Children Giving Clues

This article appeared in English Journal, November 2013.

by Susan Ohanian

I still cannot take my measure without a classroom of children to give me clues. . . .
Where Reeny goes we shall follow.
–Vivian Gussin Paley, The Girl with the Brown Crayon: How Children Use Stories to Shape Their Lives

When you grow up in this world you realize people don’t give a shit about what you feel or
what you think.
–David Coleman, leading author and architect of the Common Core State [sic] Standards

While studying for a master’s degree in English literature, I dated a physics major, and the first present I ever gave him was Henry Fielding’s The History of Tom Jones, a Foundling. I’d loved that book so much after reading it–unsupervised–as a first-year college student that I tried to avoid any class where it might be taught, for fear my joy might be parsed right out of it. A. A. Milne described this passion: “One does not argue about The Wind in the Willows. The young man gives it to the girl with whom he is in love, and if she does not like it, asks her to return his letters. The older man tries it on his nephew, and alters his will accordingly. The book is a test of character” (qtd. in Moore 45). I don’t know that I deliberately set out to test that physics student, but how could I keep company with someone who didn’t take inordinate pleasure in Tom Jones? And, dear reader, I married him.

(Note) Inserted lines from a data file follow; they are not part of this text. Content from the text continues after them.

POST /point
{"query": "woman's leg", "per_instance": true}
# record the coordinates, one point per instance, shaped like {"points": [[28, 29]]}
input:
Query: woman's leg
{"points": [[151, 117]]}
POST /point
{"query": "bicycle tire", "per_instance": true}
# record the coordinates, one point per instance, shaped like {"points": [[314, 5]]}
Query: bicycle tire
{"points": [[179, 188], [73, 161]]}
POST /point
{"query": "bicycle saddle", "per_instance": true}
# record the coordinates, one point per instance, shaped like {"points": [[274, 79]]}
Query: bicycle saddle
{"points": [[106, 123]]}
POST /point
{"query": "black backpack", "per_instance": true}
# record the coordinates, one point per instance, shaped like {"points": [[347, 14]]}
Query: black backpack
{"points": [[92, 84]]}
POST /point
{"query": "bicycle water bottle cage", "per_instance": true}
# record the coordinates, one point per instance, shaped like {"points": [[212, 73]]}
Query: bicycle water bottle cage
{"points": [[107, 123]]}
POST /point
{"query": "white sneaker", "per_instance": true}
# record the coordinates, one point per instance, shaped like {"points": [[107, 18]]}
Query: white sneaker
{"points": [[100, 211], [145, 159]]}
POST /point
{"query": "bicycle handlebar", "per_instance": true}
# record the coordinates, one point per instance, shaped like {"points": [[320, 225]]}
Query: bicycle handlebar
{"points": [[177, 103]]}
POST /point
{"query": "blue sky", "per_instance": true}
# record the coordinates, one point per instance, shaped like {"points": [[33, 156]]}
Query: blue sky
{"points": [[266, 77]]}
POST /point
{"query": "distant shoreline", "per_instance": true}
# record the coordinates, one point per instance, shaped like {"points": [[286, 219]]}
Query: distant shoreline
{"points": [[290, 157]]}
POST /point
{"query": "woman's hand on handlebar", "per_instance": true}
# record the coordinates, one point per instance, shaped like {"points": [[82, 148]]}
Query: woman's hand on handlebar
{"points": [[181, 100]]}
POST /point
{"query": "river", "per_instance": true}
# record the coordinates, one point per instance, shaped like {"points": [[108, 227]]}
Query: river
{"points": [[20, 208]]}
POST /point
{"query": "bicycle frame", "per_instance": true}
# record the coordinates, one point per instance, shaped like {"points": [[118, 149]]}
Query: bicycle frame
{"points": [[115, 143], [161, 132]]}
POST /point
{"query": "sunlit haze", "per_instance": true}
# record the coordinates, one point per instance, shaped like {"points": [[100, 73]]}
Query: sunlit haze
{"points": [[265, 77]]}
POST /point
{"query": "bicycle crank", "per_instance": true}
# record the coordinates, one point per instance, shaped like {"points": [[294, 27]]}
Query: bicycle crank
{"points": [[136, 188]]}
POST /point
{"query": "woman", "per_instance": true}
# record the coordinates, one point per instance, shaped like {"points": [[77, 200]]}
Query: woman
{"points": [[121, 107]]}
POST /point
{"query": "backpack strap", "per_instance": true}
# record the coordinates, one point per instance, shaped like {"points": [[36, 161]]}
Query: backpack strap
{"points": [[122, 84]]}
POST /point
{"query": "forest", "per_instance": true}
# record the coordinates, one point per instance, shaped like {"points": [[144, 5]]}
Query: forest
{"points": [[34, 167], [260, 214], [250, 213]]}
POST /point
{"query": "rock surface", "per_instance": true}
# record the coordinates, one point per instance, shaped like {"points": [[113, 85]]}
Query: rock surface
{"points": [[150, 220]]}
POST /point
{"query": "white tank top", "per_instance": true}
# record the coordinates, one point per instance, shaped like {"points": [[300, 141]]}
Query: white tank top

Ann Tyler captures the mindset I was trying to avoid: “Rose had a kitchen that was so completely alphabetized, you’d find the allspice next to the ant poison” (12). Tom Jones was just too important to me to submit to alphabetizing. I feel the same way about teaching: I’m not an alphabetizing kind of teacher. Ralph Waldo Emerson pointed out that “we boil at different degrees” (55). We should celebrate differences–those of teachers as well as those of students. I just bought a T-shirt from a kindergarten teacher who responded to Common Core imperatives: “They’re going to have to pry the crayons out of my cold, dead hands.” This T-shirt, available in many colors, announces Occupy Kindergarten (Schwengel). Every AP English teacher should buy one, because we all must care about the survival of blocks and finger paints in kindergarten. High school teachers reap what kindergarten teachers sow.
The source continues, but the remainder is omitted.